Disclosure of Invention

In order to solve the problems in the prior art, the application provides a production process of polyacrylamide composite polyurethane sponge, wherein the ionic polyacrylamide with opposite charges is introduced to controllably prepare the polyacrylamide composite polyurethane sponge with different ionic types, so that the hydrophobic property and the physical and chemical stability of the sponge are improved.

The technical scheme adopted by the application is as follows:

in a first aspect, the application provides a production process of a polyacrylamide composite polyurethane sponge, which comprises two steps of copolymerization and foaming;

firstly, selecting raw materials, wherein the raw materials comprise, by weight, 45-75 parts of polyether polyol, 50-80 parts of isocyanate, 35-60 parts of acrylamide, 5-10 parts of an initiator, 2-5 parts of a chain extender, 2-6 parts of a foaming agent and 4-8 parts of a complexing agent;

the copolymerization process comprises the following steps:

vacuum dehydrating polyether polyol and isocyanate, stirring and reacting in a stirring kettle with a temperature detection function at a constant temperature of 45-55 ℃ in a nitrogen-introduced environment for 4-8 hours, and cooling to below 20 ℃ to obtain polyurethane prepolymer; transferring the polyurethane prepolymer into another stirring kettle, adding acrylamide, stirring to form an emulsion, slowly adding an initiator into the emulsion, and stirring at a constant temperature of 60-80 ℃ for 1-2 hours to obtain a graft copolymer;

the foaming process is as follows:

and (3) transferring the obtained graft copolymer to a prepared foaming mixing container in a heat preservation way, adding the prepared chain extender, the prepared compounding agent and the prepared foaming agent into the foaming mixing container, stirring for 10-20min to obtain a mixture, transferring the mixture to a vacuum box, standing and foaming at a negative pressure state at 30-50 ℃ to obtain the polyacrylamide-polyurethane sponge, finally cutting the obtained polyacrylamide-polyurethane sponge into blocks, sampling, and detecting the water absorption and the oil absorption, and packaging to obtain the finished product.
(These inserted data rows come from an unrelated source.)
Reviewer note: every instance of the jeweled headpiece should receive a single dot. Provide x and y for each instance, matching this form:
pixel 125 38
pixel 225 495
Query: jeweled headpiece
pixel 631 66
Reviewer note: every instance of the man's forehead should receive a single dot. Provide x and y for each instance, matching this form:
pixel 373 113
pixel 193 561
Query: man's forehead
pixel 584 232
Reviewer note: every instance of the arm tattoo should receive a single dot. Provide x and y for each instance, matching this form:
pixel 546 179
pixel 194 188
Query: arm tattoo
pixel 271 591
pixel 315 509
With reference to the first aspect, the present application provides a first embodiment of the first aspect, wherein the isocyanate is one of toluene diisocyanate, isophorone diisocyanate, diphenylmethane diisocyanate, dicyclohexylmethane diisocyanate, hexamethylene diisocyanate, and lysine diisocyanate.

With reference to the first aspect, the present application provides a second embodiment of the first aspect, the polyether polyol being a propylene oxide polyether polyol or a tetrahydrofuran polyether polyol.

With reference to the first aspect, the present application provides a third embodiment of the first aspect, wherein the initiator is one of sulfate, hydrogen peroxide, potassium permanganate and persulfate.

With reference to the first aspect, the present application provides a fourth embodiment of the first aspect, the chain extender comprising an amine-type chain extender and an alcohol-type chain extender.

With reference to the first aspect, the present application provides a fifth embodiment of the first aspect, the compounding agent including a flame retardant and a plasticizer.

With reference to the first aspect, the present application provides a sixth embodiment of the first aspect, in the copolymerization process, after obtaining the polyurethane prepolymer, adding N-methylpyrrolidone into the polyurethane prepolymer at a mass ratio of 0.1-0.2% to stir the polyurethane prepolymer to adjust the viscosity to 14-16cp, and then transferring the polyurethane prepolymer with the adjusted viscosity into another stirring kettle for copolymerization.

With reference to the sixth implementation manner of the first aspect, the present application provides a seventh implementation manner of the first aspect, which specifically includes the following steps:

firstly, selecting raw materials, wherein the raw materials comprise 58 parts of propylene oxide polyether polyol, 65 parts of toluene diisocyanate, 40 parts of acrylamide, 5 parts of hydrogen peroxide, 2 parts of dimethyl thiotoluene diamine, 5 parts of foaming agent and 5 parts of flame retardant in parts by weight;

vacuum dehydrating propylene oxide polyether polyol and toluene diisocyanate, stirring and reacting for 4 hours at a constant temperature of 50 ℃ in a nitrogen-introduced environment in a stirring kettle with a temperature detection function, cooling to below 20 ℃ to obtain a polyurethane prepolymer, and adding N-methylpyrrolidone into the polyurethane prepolymer in a mass ratio of 0.1% to stir and adjust the viscosity to 16cp;

transferring the polyurethane prepolymer with the adjusted viscosity into another stirring kettle, adding acrylamide, stirring to form an emulsified state, slowly adding hydrogen peroxide into the emulsified state, and stirring at the constant temperature of 60-80 ℃ for 1-2 hours to obtain a graft copolymer;

the foaming process is as follows:

and (3) carrying out heat preservation and transfer on the obtained graft copolymer to a prepared foaming mixing container, adding the prepared dimethyl thiotoluene diamine, the flame retardant and the foaming agent into the foaming mixing container, stirring for 15min to obtain a mixture, transferring the mixture to a vacuum box, standing and foaming at a negative pressure state at 30 ℃ to obtain a polyacrylamide-polyurethane sponge, and finally cutting and sampling the obtained polyacrylamide-polyurethane sponge to detect water absorption and oil absorption and package the finished product.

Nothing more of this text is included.